This high uncertainty and volatility market condition often precedes a risk-off sentiment in investors as they migrate toward safer assets like Gold, potentially dampening crypto demand.
On Monday, the Wall Street Journal (WSJ) reported that President Trump’s team is considering “broader and higher tariffs” ahead of Wednesday’s reciprocal tariffs deadline.
President Trump reportedly weighs “an across-the-board hike of up to 20%.” Again, Wednesday is not just the end of tariff uncertainty, according to a post from the Kobeissi Letter on X.
As uncertainty and volatility hit the global and crypto markets, volatility with potential sell-offs as risk-off sentiment dominates for crypto markets in the short term. However, over the medium to long term, Bitcoin and other cryptos could benefit from increased demand as hedges against inflation and economic uncertainty, especially if inflation rises and traditional markets falter. The historical correlation between EPU shocks and crypto volumes, alongside Bitcoin’s “haven asset” perception, supports this outlook, though short-term risks remain significant due to broader market dynamics.
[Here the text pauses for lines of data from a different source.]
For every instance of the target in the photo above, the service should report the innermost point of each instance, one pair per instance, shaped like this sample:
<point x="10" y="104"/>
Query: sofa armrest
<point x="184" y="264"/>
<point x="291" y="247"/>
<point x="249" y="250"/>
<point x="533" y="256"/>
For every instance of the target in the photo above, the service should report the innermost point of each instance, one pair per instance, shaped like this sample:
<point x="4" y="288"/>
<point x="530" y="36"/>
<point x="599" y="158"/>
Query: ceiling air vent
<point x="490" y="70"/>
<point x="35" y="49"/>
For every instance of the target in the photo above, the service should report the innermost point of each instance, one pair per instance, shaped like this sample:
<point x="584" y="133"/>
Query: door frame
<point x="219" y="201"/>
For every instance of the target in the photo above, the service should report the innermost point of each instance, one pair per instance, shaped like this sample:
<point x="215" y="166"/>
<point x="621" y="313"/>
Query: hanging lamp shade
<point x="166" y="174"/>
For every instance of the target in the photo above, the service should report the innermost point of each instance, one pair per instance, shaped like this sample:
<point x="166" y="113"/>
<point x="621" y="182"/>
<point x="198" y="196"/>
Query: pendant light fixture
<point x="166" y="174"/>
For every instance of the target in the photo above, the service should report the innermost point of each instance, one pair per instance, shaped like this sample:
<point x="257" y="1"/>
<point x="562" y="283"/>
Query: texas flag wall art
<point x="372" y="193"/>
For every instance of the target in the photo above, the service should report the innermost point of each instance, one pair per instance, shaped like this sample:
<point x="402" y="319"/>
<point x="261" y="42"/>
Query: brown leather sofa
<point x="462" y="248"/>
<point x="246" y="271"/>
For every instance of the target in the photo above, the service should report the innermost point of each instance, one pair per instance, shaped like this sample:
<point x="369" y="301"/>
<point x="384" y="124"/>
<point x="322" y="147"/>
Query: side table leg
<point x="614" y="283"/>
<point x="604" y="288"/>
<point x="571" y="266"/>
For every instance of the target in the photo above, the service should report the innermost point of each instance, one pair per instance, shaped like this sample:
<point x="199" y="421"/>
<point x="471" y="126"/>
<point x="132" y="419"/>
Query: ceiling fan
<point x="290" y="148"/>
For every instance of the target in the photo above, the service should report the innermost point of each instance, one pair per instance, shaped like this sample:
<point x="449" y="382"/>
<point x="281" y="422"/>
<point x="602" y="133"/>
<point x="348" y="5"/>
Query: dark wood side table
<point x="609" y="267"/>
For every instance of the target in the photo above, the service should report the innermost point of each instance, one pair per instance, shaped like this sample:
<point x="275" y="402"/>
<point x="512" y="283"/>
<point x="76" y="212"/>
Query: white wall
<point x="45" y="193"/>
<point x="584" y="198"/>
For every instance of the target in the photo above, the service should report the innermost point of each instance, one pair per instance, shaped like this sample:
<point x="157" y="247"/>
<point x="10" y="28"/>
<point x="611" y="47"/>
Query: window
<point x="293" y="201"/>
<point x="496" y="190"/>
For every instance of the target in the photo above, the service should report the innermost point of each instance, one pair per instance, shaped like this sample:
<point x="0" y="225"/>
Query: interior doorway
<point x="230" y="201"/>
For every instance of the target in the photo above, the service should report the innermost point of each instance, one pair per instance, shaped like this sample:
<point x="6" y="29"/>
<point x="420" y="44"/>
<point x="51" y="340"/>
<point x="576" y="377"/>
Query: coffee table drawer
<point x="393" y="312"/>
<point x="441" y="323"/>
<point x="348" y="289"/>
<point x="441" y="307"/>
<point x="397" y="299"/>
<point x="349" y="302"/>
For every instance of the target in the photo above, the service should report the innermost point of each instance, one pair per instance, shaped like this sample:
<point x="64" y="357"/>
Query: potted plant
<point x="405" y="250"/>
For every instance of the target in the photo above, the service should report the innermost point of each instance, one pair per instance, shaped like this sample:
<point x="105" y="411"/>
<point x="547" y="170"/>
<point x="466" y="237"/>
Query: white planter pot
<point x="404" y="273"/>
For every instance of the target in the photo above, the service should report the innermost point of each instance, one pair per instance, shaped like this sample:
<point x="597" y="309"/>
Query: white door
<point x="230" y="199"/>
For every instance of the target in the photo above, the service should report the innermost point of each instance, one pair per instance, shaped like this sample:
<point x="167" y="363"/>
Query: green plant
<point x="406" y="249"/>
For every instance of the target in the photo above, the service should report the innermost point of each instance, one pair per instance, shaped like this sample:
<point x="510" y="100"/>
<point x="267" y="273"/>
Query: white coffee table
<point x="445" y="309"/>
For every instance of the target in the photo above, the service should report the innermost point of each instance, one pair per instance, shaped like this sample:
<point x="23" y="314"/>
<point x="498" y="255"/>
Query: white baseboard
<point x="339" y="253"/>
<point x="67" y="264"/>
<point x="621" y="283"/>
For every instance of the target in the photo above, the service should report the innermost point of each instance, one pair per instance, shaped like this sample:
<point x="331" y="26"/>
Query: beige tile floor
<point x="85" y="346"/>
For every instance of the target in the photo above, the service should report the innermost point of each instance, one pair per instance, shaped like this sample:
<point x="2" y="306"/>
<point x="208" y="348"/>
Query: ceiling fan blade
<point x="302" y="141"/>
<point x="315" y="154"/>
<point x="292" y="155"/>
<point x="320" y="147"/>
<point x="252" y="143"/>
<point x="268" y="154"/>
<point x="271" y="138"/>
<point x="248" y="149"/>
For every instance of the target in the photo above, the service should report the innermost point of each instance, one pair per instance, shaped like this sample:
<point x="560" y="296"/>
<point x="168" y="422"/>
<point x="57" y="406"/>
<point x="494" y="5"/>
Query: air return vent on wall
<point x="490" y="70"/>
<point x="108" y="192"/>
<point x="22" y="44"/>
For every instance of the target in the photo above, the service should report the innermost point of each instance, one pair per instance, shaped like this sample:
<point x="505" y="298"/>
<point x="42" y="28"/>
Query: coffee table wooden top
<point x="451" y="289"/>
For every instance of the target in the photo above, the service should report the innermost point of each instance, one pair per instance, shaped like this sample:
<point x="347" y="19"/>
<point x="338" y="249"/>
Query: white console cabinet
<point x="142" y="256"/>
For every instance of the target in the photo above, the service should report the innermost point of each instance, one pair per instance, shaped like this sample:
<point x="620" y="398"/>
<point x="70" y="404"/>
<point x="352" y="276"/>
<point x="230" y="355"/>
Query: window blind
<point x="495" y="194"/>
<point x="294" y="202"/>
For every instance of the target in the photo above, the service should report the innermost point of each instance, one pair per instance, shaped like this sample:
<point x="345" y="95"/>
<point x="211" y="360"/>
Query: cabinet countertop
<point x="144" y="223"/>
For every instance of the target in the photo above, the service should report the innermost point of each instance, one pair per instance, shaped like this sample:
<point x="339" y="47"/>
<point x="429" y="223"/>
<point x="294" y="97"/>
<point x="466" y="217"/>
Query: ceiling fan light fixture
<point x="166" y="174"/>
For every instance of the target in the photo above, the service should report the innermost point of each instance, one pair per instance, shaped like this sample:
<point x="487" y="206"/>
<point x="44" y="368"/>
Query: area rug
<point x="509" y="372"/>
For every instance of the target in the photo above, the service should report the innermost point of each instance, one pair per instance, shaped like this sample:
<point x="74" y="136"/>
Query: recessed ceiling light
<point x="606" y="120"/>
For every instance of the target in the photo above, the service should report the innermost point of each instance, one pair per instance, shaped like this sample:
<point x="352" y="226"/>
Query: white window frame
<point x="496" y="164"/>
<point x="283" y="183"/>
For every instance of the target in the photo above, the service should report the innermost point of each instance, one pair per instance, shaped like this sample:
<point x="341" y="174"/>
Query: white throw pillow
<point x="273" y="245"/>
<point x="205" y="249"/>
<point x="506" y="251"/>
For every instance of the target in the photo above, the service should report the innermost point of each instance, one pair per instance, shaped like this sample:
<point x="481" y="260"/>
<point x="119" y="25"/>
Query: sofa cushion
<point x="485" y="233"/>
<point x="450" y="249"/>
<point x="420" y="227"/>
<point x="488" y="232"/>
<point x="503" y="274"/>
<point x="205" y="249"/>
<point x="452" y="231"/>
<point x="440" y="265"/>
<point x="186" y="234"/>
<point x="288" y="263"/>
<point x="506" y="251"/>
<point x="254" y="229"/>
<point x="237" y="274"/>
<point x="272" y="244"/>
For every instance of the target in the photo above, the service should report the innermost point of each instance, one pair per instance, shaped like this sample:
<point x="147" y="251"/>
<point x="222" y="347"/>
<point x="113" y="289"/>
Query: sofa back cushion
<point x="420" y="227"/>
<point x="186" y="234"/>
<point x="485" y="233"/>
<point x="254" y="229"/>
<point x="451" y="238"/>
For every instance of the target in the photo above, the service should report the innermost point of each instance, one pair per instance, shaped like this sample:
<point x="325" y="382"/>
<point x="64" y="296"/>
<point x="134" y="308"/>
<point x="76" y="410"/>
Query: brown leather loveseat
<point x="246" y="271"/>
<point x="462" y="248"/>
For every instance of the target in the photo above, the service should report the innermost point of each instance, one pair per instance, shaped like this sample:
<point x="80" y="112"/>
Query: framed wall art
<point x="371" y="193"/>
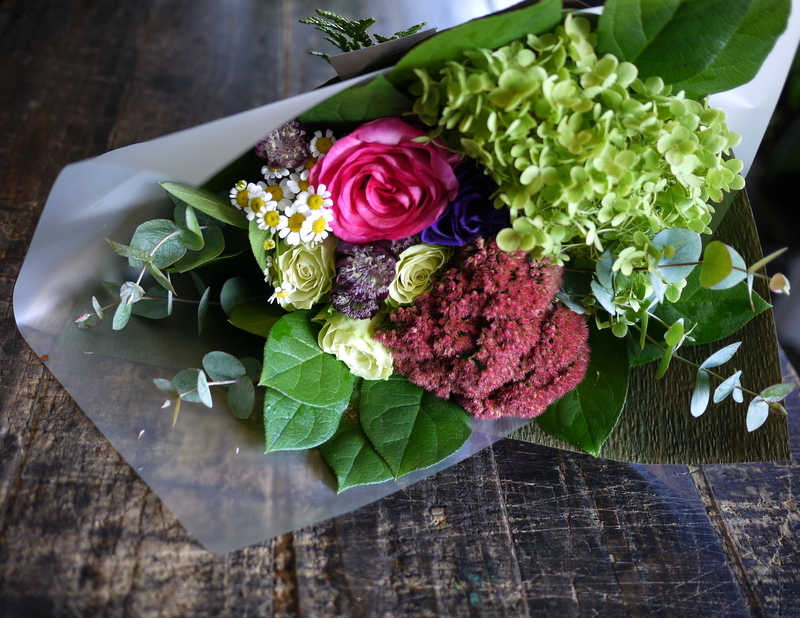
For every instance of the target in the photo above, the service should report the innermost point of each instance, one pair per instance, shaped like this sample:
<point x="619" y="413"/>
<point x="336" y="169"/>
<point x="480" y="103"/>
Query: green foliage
<point x="586" y="416"/>
<point x="349" y="35"/>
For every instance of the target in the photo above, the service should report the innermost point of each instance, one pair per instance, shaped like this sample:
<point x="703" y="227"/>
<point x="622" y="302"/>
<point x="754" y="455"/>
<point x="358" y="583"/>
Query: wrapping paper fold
<point x="210" y="469"/>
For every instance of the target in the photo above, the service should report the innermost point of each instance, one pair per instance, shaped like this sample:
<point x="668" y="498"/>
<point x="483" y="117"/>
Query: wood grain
<point x="516" y="530"/>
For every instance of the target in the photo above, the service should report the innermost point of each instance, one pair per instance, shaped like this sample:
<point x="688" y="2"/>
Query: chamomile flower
<point x="315" y="199"/>
<point x="280" y="192"/>
<point x="321" y="144"/>
<point x="274" y="173"/>
<point x="291" y="223"/>
<point x="260" y="201"/>
<point x="282" y="292"/>
<point x="239" y="195"/>
<point x="317" y="226"/>
<point x="298" y="181"/>
<point x="268" y="219"/>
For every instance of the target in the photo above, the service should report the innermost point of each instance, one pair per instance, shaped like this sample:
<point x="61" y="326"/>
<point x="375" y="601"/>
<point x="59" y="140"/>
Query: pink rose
<point x="383" y="184"/>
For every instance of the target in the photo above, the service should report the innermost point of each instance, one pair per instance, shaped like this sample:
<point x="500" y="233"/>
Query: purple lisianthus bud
<point x="471" y="214"/>
<point x="363" y="275"/>
<point x="285" y="147"/>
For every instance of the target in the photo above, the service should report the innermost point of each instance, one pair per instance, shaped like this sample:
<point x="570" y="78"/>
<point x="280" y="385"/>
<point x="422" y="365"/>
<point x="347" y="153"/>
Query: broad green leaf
<point x="160" y="238"/>
<point x="717" y="264"/>
<point x="741" y="58"/>
<point x="353" y="459"/>
<point x="701" y="393"/>
<point x="671" y="39"/>
<point x="307" y="389"/>
<point x="256" y="317"/>
<point x="209" y="203"/>
<point x="241" y="397"/>
<point x="213" y="246"/>
<point x="586" y="416"/>
<point x="234" y="293"/>
<point x="222" y="366"/>
<point x="410" y="428"/>
<point x="121" y="316"/>
<point x="757" y="413"/>
<point x="362" y="103"/>
<point x="257" y="237"/>
<point x="488" y="32"/>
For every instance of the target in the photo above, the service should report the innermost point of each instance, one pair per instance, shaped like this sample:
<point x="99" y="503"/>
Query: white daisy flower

To gain more insight into how crypto markets would react to these tariff policies, FXStreet interviewed some experts in the crypto markets in this report.
Bitcoin’s quarterly return is negative, while April historical monthly return suggests a mild recovery
According to Coinglass Bitcoin Quarterly returns (%) data, BTC Q1 shows negative returns this year, -12.51%, the worst Q1 since 2018 and the fourth lowest overall Q1 since 2013.
Looking at the monthly return chart below, March has registered a mild correction so far of 3.06%, while April historical data shows that the monthly average and median returns show positive gains of 12.98% and 5.04%, respectively, hinting at some optimism.
Bitcoin’s institutional demand data shows a diminishing demand for BTC. According to Coinglass, Bitcoin spot Exchange Traded Fund (ETF) data recorded a mild net inflow of $196.40 million last week after $744.30 million of inflows the previous week. These inflows are quite small compared to inflows seen during early November. For Bitcoin’s price to recover further, the demand from institutional investors should rise and intensify.